Phase 2: Validation Experiments

24 experiments across 6 rounds, testing the skills against increasingly difficult scenarios.

Experiment Design

Suite Experiments What it tests
C: Core Stress C1–C4 Edge cases, pressure resistance, competing instructions
A: Compiler Loop A1–A8 Trivial to complex Haskell (polymorphism → type checker)
B: Iterative Reasoning B1–B8 Multi-language (Python, TypeScript, Go, Bash), typed and untyped
D: Integration D1–D4 Skill composition, stuck/stop conditions

Round-by-Round Progression

Round 1 — Core stress tests (C1–C4): Tested skill boundaries — trivial code that shouldn't be decomposed (C1), already-modular code (C2), time pressure (C3), and explicit "just write it" instruction (C4). All PASS.

Round 2 — Compiler loop basics (A1–A4): Haskell implementations from trivial polymorphic (myMap) to ADT pattern matching (Expr eval). 3–9 compile cycles each. All PASS.

Round 3 — Compiler loop advanced (A5–A8): State monad RPN calculator (12 cycles, 11 holes), parser combinators with mutual recursion, ambiguous specification (correctly stopped), deep nesting type checker (10 cycles, 9 holes). All PASS.

Round 4 — Iterative reasoning with type checkers (B1–B4): Python with mypy, TypeScript with tsc, Go with go build. 2–5 holes each. All PASS.

Round 5 — Iterative reasoning without type checkers (B5–B8): Python without mypy, Bash (no type system at all), multi-file REST API (15 holes across 4 files), ambiguous specification (correctly stopped). All PASS.

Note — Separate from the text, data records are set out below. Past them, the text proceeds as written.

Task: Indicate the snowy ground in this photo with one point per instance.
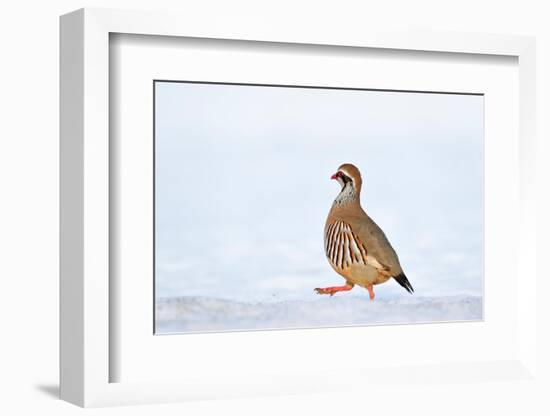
(199, 314)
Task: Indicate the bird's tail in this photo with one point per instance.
(403, 281)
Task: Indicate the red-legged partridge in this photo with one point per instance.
(355, 246)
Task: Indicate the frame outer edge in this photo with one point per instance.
(71, 221)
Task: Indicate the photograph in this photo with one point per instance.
(287, 206)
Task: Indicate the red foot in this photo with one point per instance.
(332, 290)
(371, 292)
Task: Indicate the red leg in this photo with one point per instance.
(371, 292)
(333, 289)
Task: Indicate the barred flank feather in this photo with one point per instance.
(343, 247)
(403, 281)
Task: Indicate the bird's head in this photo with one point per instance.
(348, 175)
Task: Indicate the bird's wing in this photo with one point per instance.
(380, 252)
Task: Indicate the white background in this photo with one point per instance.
(29, 209)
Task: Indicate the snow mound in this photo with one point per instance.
(199, 314)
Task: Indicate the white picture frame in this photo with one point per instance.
(86, 332)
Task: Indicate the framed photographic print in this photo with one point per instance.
(265, 211)
(242, 199)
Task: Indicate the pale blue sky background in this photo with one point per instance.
(243, 188)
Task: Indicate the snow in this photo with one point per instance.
(203, 314)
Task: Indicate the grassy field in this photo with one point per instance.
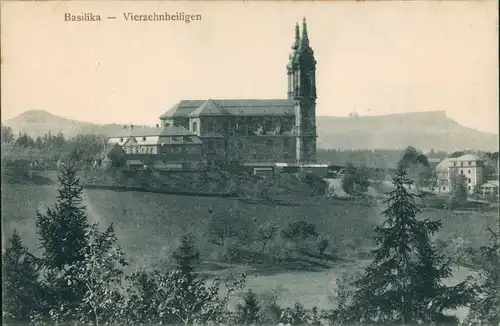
(149, 226)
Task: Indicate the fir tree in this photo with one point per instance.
(62, 232)
(404, 284)
(248, 313)
(485, 308)
(186, 255)
(62, 229)
(21, 289)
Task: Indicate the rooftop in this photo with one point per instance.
(220, 107)
(158, 131)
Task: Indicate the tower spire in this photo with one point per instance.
(296, 43)
(305, 38)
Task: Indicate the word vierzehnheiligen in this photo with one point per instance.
(130, 16)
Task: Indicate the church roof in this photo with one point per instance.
(159, 131)
(251, 107)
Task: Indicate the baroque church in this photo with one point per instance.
(229, 131)
(273, 130)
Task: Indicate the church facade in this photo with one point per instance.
(258, 130)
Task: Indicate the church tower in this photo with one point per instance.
(301, 72)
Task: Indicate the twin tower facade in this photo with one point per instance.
(258, 130)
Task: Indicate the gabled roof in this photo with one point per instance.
(467, 157)
(444, 165)
(182, 109)
(208, 108)
(491, 184)
(255, 107)
(159, 131)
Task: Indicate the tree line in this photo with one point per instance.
(81, 276)
(45, 151)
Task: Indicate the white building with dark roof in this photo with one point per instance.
(471, 167)
(160, 147)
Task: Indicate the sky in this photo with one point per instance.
(372, 57)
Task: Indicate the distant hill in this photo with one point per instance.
(422, 130)
(39, 122)
(425, 131)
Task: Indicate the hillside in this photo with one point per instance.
(39, 122)
(426, 130)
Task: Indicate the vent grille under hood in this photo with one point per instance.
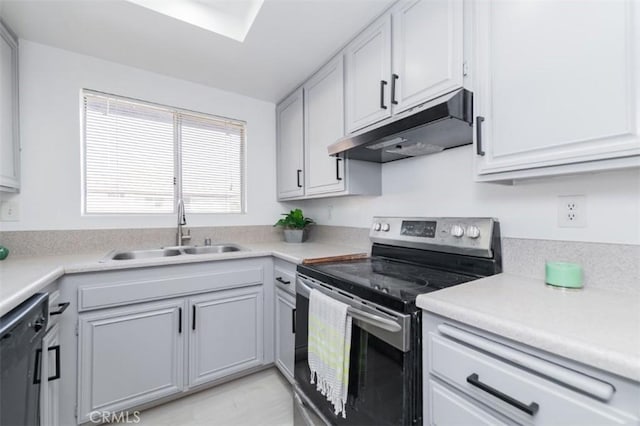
(440, 124)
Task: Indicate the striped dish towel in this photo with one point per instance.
(329, 348)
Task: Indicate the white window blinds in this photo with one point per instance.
(212, 164)
(132, 153)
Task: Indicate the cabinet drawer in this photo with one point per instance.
(285, 280)
(452, 408)
(129, 290)
(514, 391)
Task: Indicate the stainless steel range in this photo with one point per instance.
(409, 256)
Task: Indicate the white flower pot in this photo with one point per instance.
(295, 235)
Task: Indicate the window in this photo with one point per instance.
(141, 158)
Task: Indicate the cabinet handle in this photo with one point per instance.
(293, 321)
(193, 317)
(61, 308)
(479, 150)
(56, 376)
(530, 409)
(394, 78)
(37, 371)
(382, 84)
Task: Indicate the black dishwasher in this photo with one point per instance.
(21, 332)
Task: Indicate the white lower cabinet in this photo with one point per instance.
(448, 407)
(145, 334)
(49, 378)
(285, 332)
(130, 356)
(224, 333)
(473, 377)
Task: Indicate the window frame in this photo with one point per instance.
(177, 154)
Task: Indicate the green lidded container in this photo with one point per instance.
(4, 252)
(563, 274)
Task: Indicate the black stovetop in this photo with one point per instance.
(388, 282)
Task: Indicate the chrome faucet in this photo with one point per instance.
(182, 220)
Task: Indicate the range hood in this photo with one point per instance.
(439, 124)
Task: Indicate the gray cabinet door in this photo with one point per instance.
(324, 125)
(225, 333)
(427, 51)
(130, 356)
(368, 69)
(285, 332)
(558, 94)
(289, 146)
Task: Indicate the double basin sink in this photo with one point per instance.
(172, 251)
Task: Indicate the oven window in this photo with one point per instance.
(379, 377)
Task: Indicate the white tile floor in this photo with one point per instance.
(262, 398)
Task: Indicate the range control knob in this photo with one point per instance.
(473, 231)
(457, 231)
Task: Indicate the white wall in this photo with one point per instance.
(442, 185)
(51, 81)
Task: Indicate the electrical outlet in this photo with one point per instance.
(9, 211)
(572, 211)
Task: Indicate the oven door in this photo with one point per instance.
(384, 368)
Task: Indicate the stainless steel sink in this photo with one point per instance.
(170, 251)
(216, 248)
(145, 254)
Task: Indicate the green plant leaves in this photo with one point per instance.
(294, 220)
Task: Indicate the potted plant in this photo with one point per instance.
(295, 226)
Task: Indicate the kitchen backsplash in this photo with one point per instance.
(610, 266)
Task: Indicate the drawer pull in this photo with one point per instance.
(62, 307)
(530, 409)
(570, 378)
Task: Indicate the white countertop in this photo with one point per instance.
(23, 276)
(596, 327)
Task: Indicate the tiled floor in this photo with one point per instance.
(262, 398)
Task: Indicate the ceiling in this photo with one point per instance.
(289, 39)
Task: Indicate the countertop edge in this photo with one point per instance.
(94, 264)
(582, 352)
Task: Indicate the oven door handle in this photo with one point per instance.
(375, 320)
(372, 319)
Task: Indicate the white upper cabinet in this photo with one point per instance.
(290, 131)
(427, 51)
(409, 56)
(557, 86)
(309, 120)
(9, 138)
(368, 61)
(323, 125)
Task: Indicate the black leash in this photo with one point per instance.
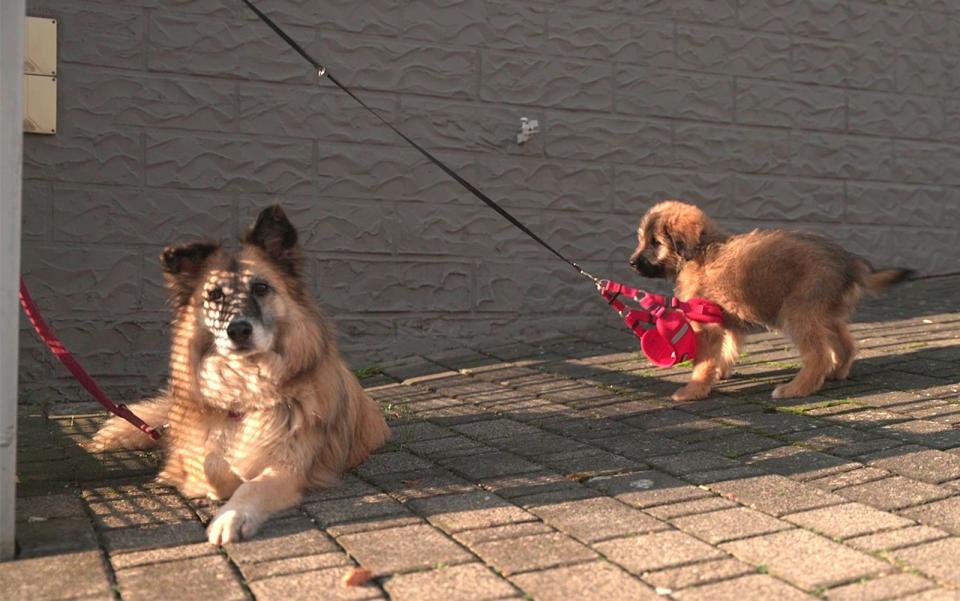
(322, 72)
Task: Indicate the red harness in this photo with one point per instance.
(663, 323)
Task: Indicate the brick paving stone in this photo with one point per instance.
(535, 552)
(896, 492)
(851, 478)
(739, 442)
(149, 537)
(469, 582)
(847, 520)
(323, 584)
(531, 483)
(392, 463)
(647, 488)
(418, 432)
(879, 589)
(938, 559)
(775, 494)
(919, 463)
(598, 518)
(588, 462)
(468, 511)
(349, 486)
(489, 465)
(722, 475)
(799, 463)
(657, 551)
(280, 539)
(541, 443)
(293, 565)
(691, 461)
(136, 511)
(943, 514)
(698, 574)
(496, 428)
(755, 586)
(161, 555)
(356, 514)
(596, 580)
(469, 538)
(199, 579)
(729, 524)
(896, 539)
(939, 594)
(64, 576)
(403, 549)
(640, 445)
(806, 559)
(60, 535)
(675, 510)
(451, 446)
(49, 507)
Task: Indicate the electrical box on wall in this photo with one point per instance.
(40, 76)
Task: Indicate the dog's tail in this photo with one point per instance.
(118, 433)
(876, 281)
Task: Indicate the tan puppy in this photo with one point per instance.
(802, 284)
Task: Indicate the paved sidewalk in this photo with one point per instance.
(561, 470)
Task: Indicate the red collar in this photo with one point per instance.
(663, 323)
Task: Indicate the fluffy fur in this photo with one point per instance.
(260, 405)
(802, 284)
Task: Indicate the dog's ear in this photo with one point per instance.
(274, 233)
(183, 264)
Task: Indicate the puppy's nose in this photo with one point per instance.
(239, 331)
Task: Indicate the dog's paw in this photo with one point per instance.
(693, 391)
(231, 525)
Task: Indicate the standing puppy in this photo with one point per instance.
(260, 405)
(802, 284)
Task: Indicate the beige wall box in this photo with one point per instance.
(40, 76)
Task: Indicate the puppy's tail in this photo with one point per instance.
(876, 281)
(118, 433)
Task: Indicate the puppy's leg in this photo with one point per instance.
(812, 339)
(275, 489)
(732, 342)
(707, 365)
(845, 350)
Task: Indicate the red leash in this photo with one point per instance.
(66, 357)
(663, 322)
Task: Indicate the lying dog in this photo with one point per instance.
(802, 284)
(260, 405)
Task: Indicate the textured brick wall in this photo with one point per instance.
(180, 118)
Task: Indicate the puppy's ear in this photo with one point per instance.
(275, 235)
(182, 266)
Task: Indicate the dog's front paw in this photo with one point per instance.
(231, 525)
(693, 391)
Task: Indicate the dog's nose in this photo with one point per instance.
(240, 330)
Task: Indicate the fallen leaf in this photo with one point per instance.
(356, 577)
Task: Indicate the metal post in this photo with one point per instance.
(12, 26)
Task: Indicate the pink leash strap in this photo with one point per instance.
(69, 361)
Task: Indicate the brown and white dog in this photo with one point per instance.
(802, 284)
(260, 405)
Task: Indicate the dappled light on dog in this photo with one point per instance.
(259, 406)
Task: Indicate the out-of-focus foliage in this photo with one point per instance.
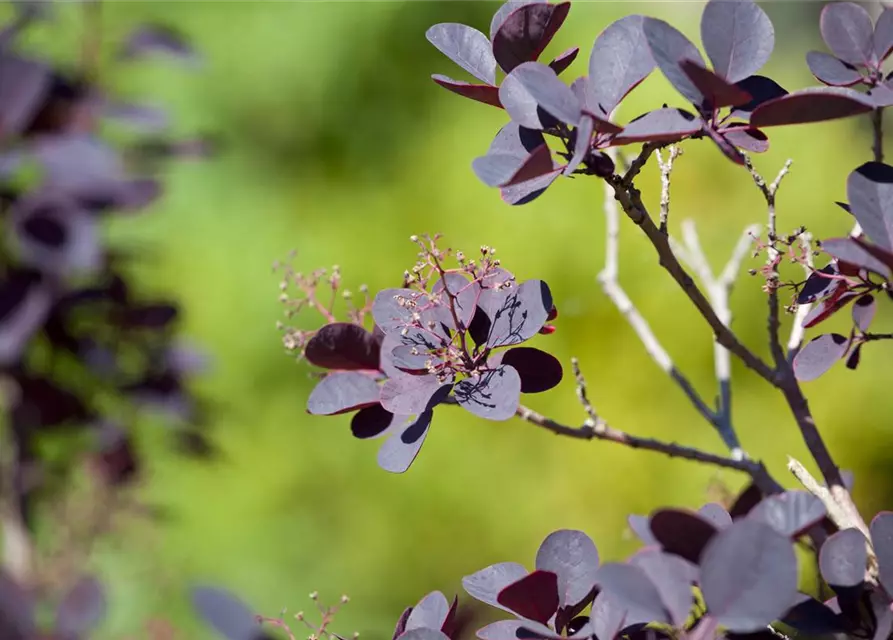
(336, 142)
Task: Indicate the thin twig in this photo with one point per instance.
(719, 291)
(797, 330)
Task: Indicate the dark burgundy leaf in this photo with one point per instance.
(883, 34)
(748, 576)
(479, 92)
(372, 422)
(843, 559)
(716, 514)
(661, 125)
(832, 71)
(539, 371)
(572, 556)
(717, 92)
(818, 285)
(681, 532)
(517, 313)
(870, 194)
(582, 143)
(640, 526)
(458, 291)
(852, 252)
(669, 48)
(630, 585)
(467, 47)
(750, 139)
(548, 91)
(847, 30)
(852, 360)
(790, 513)
(535, 596)
(25, 85)
(408, 394)
(762, 89)
(400, 450)
(738, 37)
(343, 391)
(157, 38)
(863, 312)
(673, 577)
(819, 355)
(526, 32)
(811, 105)
(564, 60)
(342, 345)
(529, 191)
(81, 609)
(431, 612)
(486, 584)
(882, 540)
(225, 613)
(619, 62)
(493, 394)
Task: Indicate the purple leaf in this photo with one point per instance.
(345, 346)
(467, 47)
(629, 584)
(851, 251)
(517, 313)
(535, 596)
(431, 612)
(716, 514)
(486, 584)
(790, 513)
(479, 92)
(847, 30)
(881, 529)
(493, 394)
(863, 312)
(550, 93)
(526, 32)
(717, 91)
(225, 613)
(669, 48)
(156, 38)
(458, 291)
(661, 125)
(25, 85)
(843, 559)
(582, 143)
(619, 62)
(673, 577)
(539, 371)
(343, 391)
(749, 139)
(738, 37)
(81, 609)
(811, 105)
(400, 450)
(526, 192)
(564, 60)
(407, 394)
(374, 421)
(870, 192)
(832, 71)
(748, 576)
(883, 34)
(819, 355)
(682, 532)
(572, 556)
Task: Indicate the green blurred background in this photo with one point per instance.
(338, 144)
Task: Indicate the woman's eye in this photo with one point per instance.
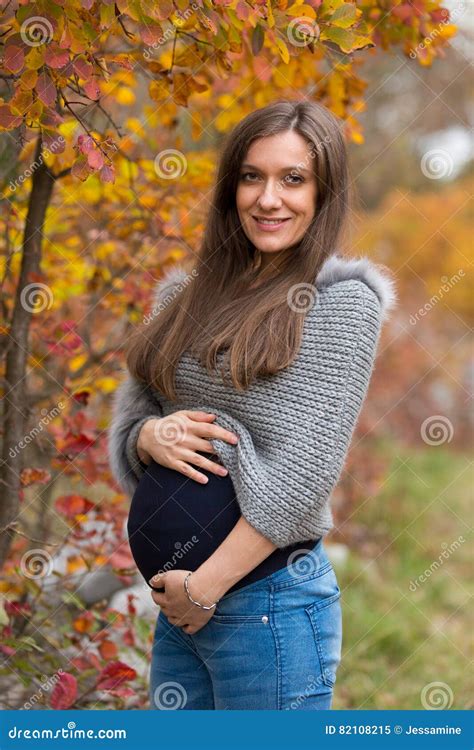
(290, 179)
(294, 177)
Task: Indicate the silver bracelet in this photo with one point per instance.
(203, 606)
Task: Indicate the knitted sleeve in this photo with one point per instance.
(286, 465)
(134, 403)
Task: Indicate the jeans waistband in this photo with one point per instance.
(302, 563)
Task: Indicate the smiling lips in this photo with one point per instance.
(269, 225)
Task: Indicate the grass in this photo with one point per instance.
(397, 639)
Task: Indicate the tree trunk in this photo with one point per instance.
(14, 417)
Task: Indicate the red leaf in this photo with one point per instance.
(14, 58)
(122, 692)
(34, 476)
(7, 120)
(82, 396)
(121, 558)
(115, 674)
(46, 89)
(107, 173)
(55, 57)
(73, 505)
(64, 693)
(83, 67)
(108, 650)
(95, 159)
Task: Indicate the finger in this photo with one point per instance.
(159, 599)
(204, 463)
(199, 416)
(188, 471)
(216, 432)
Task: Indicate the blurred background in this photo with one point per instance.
(116, 192)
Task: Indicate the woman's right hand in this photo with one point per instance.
(173, 441)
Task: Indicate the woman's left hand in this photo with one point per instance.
(175, 604)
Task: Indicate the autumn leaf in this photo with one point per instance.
(115, 674)
(64, 693)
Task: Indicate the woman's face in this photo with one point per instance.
(276, 182)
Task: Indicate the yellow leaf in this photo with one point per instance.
(283, 50)
(76, 362)
(301, 10)
(158, 90)
(106, 384)
(125, 96)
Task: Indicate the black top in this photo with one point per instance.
(176, 522)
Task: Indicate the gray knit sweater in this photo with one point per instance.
(295, 427)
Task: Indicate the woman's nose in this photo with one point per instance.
(269, 197)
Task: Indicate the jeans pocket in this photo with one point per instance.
(326, 619)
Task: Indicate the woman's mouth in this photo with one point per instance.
(269, 225)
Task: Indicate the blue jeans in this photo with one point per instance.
(274, 644)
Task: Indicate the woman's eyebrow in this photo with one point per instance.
(295, 168)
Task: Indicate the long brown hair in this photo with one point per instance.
(259, 330)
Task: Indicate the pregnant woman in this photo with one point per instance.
(231, 428)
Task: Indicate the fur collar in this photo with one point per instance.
(335, 268)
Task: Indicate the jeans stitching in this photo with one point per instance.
(313, 612)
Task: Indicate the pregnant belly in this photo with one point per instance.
(176, 522)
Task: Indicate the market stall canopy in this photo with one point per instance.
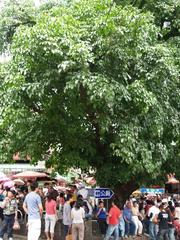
(136, 193)
(61, 178)
(18, 182)
(30, 174)
(9, 184)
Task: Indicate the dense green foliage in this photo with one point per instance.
(98, 85)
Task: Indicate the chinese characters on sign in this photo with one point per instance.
(103, 193)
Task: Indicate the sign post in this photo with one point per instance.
(103, 193)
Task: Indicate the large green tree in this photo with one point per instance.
(93, 85)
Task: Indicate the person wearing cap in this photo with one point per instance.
(33, 208)
(10, 214)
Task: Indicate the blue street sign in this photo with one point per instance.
(153, 190)
(103, 193)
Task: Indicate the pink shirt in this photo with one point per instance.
(50, 207)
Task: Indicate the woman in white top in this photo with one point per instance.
(78, 215)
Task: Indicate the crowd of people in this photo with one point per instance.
(157, 217)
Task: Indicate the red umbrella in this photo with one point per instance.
(29, 174)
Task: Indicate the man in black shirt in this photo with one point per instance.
(164, 220)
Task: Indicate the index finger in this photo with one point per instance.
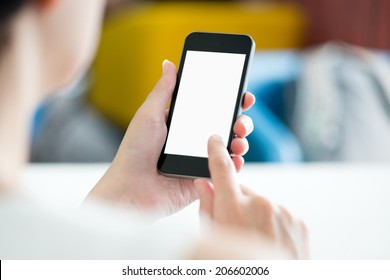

Round 6 — Integration and edge cases (D1–D4): Core + compiler loop together, core + iterative reasoning together, "stuck" scenarios for both modes. All PASS.

Convergence

24/24 PASS on first run. Zero skill revisions triggered.

The Skill Revision Log remained empty throughout Phase 2. The three rules discovered during Phase 1 RED-GREEN-REFACTOR were sufficient across all scenarios.


Observations

What worked well

  • TDD for skills catches issues early. The three critical rules were all discovered during Phase 1 before any large-scale testing.
  • Visible holes are the key insight. The single most impactful rule. Without it, agents appear to decompose but actually write monolithic code.
  • Named holes improve compiler feedback. In Haskell, _base and _recursive produce clearer diagnostics than two bare _ holes.
  • Concern-per-hole prevents under-decomposition. Without this rule, agents collapse multiple sub-problems into one hole.

What could be improved

  • D3/D4 "stuck" tests were too easy. The type family problem was solved in 2 cycles; the CSP solver was completed without difficulty. Harder scenarios could stress-test the stop conditions.
  • Bash-specific ordering constraint. The echo && exit 1 hole marker kills the script, forcing holes to be filled in sequential order. In typed languages, holes can be filled in any order.

Improvements made after Phase 2

  • Lean 4 and Rust support added to the compiler loop skill (multi-language in one skill, not per-language extending skills).
  • VERIFY step added after each fill — checks shared state, resource lifecycle, error paths. Triggered by Phase 3 blind review showing HDD lost 4/5 on bugs.
  • Monolithic algorithm guidance — don't decompose tightly-coupled state machines. Triggered by H3 merge experiment where decomposition introduced seam bugs.
  • REVIEW-ALL holistic pass added as final step before declaring done. Addresses systemic bugs that per-hole VERIFY can't catch.